Search code examples
pythonbinarymd5hashlib

Varying length of MD5 checksum in python


I use the following code to compute the binary representation of MD5 hashcode.

MD5 is always 128 bytes, and bin returns a string starting with "0b". Therefore, the length of md5_bin must always be 130, but when I run the program, it varies between 128 and 130, on different values of random_str.

md5_bin = bin(int(hashlib.md5(random_str).hexdigest(),16))`
print len(md5_bin)

Solution

  • Sure, MD5 is always 128 bytes, but sometimes the first byte is a 0, and occasionally the second byte is too.

    Think of it this way: the decimal string '15' and the decimal '0015' are both the same number 15. When you ask Python to convert the int 15 to a string, you're going to get '15', not '0015'. It has no way of knowing that you wanted 4 digits instead of 2:

    >>> n = int('0015')
    >>> str(n)
    '15'
    

    And it's the same with bin. It has no way of knowing that you wanted 128 bits instead of 126. You gave it a number with 126 bits, so it gives you 126 binary digits.

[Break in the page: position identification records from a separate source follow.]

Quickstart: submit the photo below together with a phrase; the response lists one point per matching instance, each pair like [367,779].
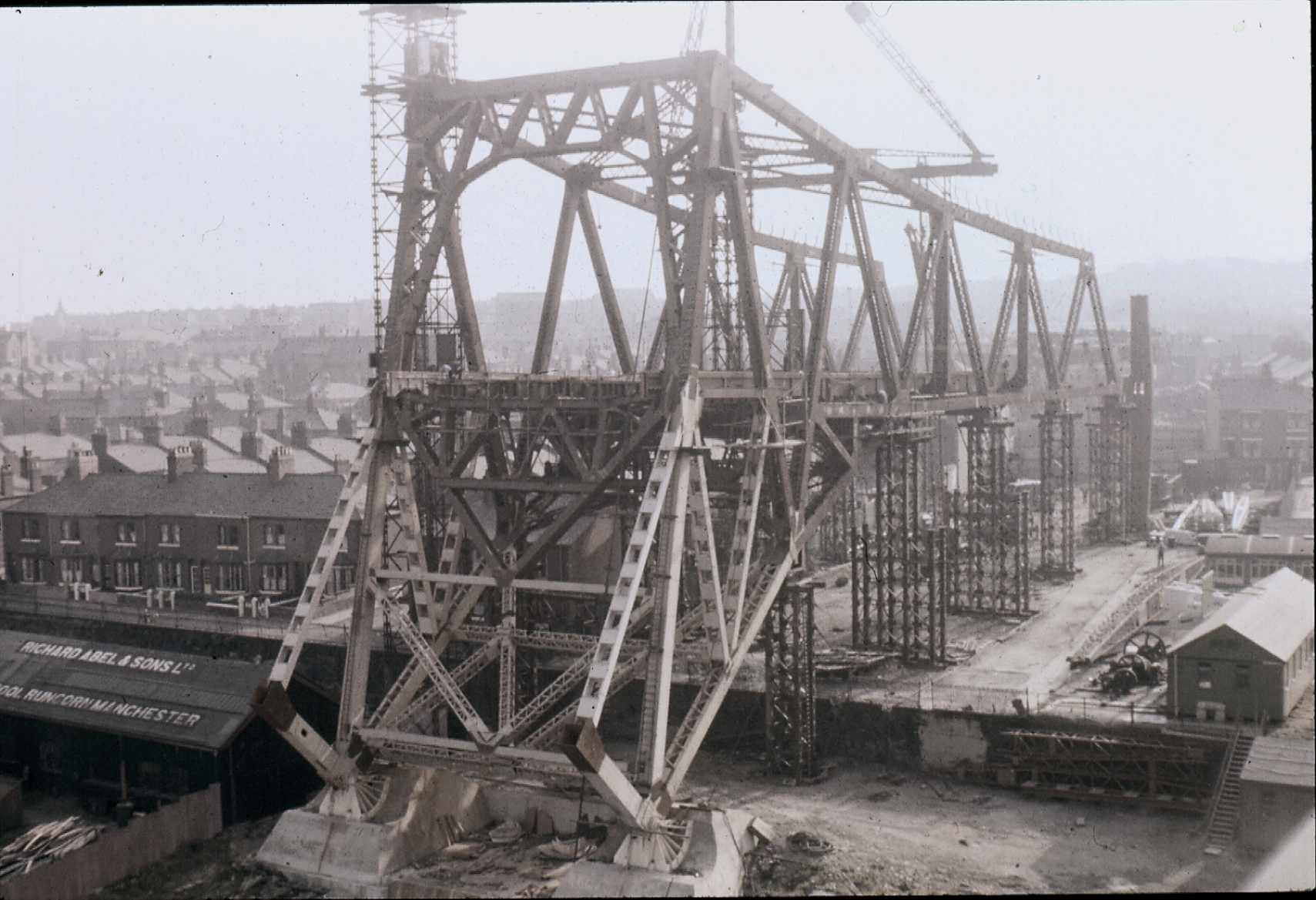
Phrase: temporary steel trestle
[490,500]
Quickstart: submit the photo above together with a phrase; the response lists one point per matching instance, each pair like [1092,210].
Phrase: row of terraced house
[198,532]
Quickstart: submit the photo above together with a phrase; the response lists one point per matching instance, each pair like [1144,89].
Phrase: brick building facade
[202,534]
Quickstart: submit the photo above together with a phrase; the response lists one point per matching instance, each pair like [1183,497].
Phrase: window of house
[228,577]
[128,574]
[274,578]
[274,536]
[228,536]
[170,574]
[70,570]
[1243,677]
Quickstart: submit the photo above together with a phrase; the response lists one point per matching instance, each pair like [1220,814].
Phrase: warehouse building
[1275,790]
[1252,657]
[111,721]
[1240,560]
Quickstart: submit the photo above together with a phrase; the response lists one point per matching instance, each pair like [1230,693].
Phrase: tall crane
[882,40]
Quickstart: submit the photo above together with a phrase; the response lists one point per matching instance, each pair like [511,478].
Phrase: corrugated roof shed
[195,493]
[157,695]
[1281,761]
[1275,614]
[44,447]
[1260,545]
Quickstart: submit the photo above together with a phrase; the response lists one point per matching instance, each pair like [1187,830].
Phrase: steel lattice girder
[775,447]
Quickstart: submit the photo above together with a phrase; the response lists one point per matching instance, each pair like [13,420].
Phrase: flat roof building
[1240,560]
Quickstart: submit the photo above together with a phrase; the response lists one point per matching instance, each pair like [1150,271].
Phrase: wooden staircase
[1224,808]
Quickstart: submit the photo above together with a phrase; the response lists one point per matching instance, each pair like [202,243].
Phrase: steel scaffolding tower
[1108,449]
[1056,525]
[790,714]
[707,465]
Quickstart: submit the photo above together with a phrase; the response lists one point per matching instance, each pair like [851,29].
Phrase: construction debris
[45,844]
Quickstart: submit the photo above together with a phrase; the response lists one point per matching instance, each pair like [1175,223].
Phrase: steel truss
[1137,768]
[1056,440]
[790,714]
[1108,480]
[718,450]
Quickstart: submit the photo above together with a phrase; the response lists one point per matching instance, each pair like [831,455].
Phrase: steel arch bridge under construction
[722,450]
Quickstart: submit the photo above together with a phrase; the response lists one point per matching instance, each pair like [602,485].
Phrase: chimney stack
[253,445]
[180,462]
[152,432]
[82,463]
[280,463]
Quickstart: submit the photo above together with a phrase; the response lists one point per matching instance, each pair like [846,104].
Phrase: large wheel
[1147,645]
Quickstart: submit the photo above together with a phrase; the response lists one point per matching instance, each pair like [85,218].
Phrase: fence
[270,629]
[119,853]
[932,695]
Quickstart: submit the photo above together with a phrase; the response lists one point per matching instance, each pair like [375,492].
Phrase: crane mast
[882,40]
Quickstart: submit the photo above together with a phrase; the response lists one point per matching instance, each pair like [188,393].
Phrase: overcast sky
[215,156]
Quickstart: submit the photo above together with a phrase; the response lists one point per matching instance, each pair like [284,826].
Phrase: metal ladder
[312,591]
[1224,809]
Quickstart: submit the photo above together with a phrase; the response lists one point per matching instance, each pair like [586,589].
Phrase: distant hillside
[1206,298]
[1200,298]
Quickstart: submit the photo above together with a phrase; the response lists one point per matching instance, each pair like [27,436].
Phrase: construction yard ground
[891,831]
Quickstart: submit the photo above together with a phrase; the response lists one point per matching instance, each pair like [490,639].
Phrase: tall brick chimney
[202,424]
[253,445]
[153,430]
[280,463]
[82,463]
[180,462]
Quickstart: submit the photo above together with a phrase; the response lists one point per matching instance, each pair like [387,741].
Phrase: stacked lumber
[45,844]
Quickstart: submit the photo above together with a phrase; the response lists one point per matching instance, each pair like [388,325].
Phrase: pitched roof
[1260,545]
[195,493]
[44,447]
[1275,614]
[1281,761]
[139,457]
[336,447]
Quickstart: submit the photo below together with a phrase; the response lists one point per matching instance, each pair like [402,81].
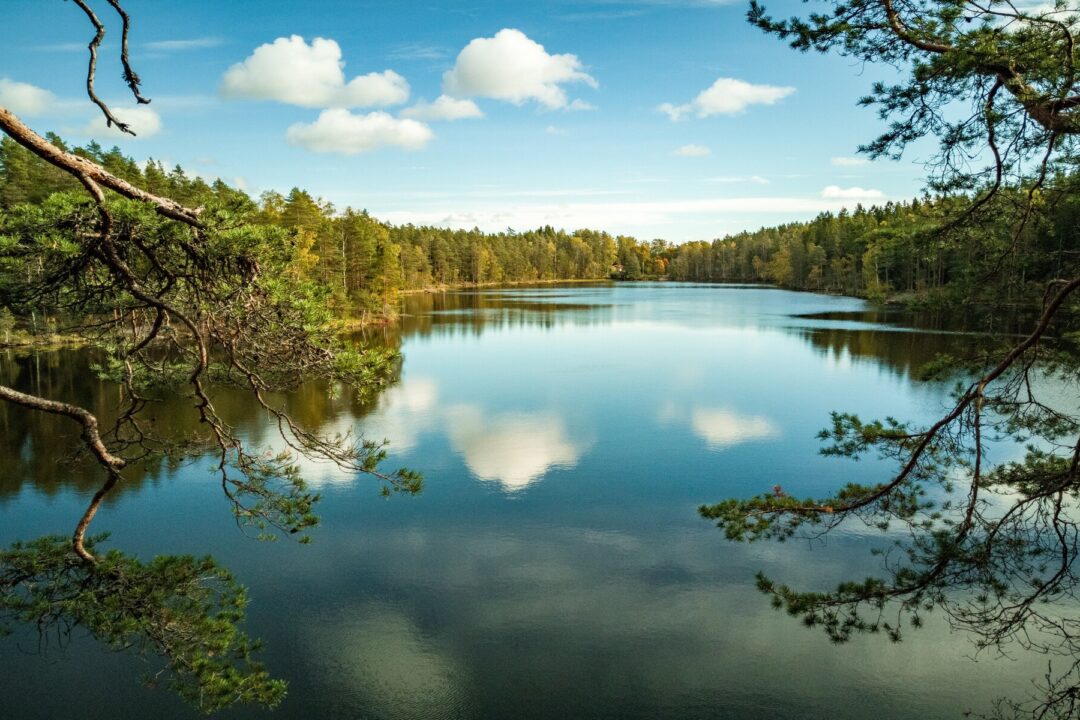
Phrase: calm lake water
[554,565]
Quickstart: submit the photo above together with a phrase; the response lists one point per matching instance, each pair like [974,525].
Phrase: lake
[555,565]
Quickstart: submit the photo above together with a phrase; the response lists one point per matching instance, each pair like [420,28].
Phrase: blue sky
[667,119]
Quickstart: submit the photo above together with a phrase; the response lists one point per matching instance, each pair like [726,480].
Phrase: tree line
[895,250]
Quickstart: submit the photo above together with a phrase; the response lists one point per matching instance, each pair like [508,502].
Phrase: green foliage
[184,611]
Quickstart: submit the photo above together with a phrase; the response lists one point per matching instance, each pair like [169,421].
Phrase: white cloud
[444,108]
[23,98]
[580,105]
[836,192]
[692,151]
[341,132]
[512,67]
[143,121]
[726,96]
[289,70]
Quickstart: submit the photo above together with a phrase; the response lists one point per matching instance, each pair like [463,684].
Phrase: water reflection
[512,449]
[721,429]
[554,565]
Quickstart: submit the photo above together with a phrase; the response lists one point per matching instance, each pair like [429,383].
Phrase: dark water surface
[554,565]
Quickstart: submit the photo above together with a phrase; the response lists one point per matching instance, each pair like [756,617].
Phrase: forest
[895,252]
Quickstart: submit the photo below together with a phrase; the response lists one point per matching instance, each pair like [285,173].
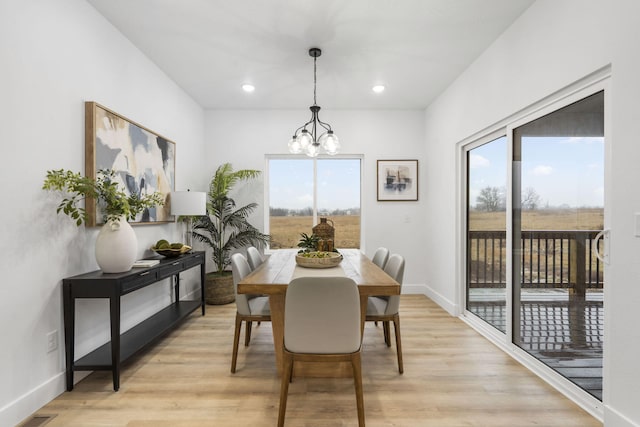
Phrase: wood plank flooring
[453,377]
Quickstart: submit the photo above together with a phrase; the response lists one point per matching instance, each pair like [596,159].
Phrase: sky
[291,183]
[562,170]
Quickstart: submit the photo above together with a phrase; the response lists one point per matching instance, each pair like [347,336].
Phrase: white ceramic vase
[116,246]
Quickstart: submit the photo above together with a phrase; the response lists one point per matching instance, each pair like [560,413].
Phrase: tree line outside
[493,199]
[308,211]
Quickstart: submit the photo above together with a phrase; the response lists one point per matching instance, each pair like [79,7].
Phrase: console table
[113,286]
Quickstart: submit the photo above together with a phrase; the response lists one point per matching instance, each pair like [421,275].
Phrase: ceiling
[416,48]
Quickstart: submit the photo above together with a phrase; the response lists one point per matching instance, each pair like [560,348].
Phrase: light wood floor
[452,377]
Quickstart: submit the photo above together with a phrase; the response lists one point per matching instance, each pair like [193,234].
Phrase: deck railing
[547,259]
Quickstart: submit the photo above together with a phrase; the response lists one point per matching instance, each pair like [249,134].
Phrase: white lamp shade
[188,203]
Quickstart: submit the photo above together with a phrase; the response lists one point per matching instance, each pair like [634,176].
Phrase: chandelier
[307,140]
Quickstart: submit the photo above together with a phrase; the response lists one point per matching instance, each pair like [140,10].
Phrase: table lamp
[188,204]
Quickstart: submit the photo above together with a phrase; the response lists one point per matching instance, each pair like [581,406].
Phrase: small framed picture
[397,180]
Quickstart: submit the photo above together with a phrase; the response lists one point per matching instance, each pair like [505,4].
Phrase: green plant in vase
[110,197]
[116,244]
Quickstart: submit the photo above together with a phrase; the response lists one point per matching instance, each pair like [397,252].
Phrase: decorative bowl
[318,259]
[171,253]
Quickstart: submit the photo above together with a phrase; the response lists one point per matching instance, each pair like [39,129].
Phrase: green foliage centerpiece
[116,244]
[111,199]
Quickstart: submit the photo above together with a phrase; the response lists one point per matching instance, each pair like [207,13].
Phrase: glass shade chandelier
[307,140]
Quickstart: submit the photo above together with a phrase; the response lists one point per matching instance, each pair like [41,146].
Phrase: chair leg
[396,326]
[284,386]
[236,340]
[247,333]
[357,380]
[387,333]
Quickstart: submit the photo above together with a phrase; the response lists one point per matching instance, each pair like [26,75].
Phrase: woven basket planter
[219,290]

    But you can tell it you want that, e.g., with a format spec:

    bits = format(md5_bin, '0128b')
    

    … or, equivalently:

    bits = '{:0128b}'.format(md5_bin)
    

    If you want the 0b prefix, you can add that:

    bits = format(md5_bin, '#0128b')
    bits = '{md5_bin:#0128b}'.format(md5_bin)
    bits = '0b{md5_bin:0128b}'.format(md5_bin)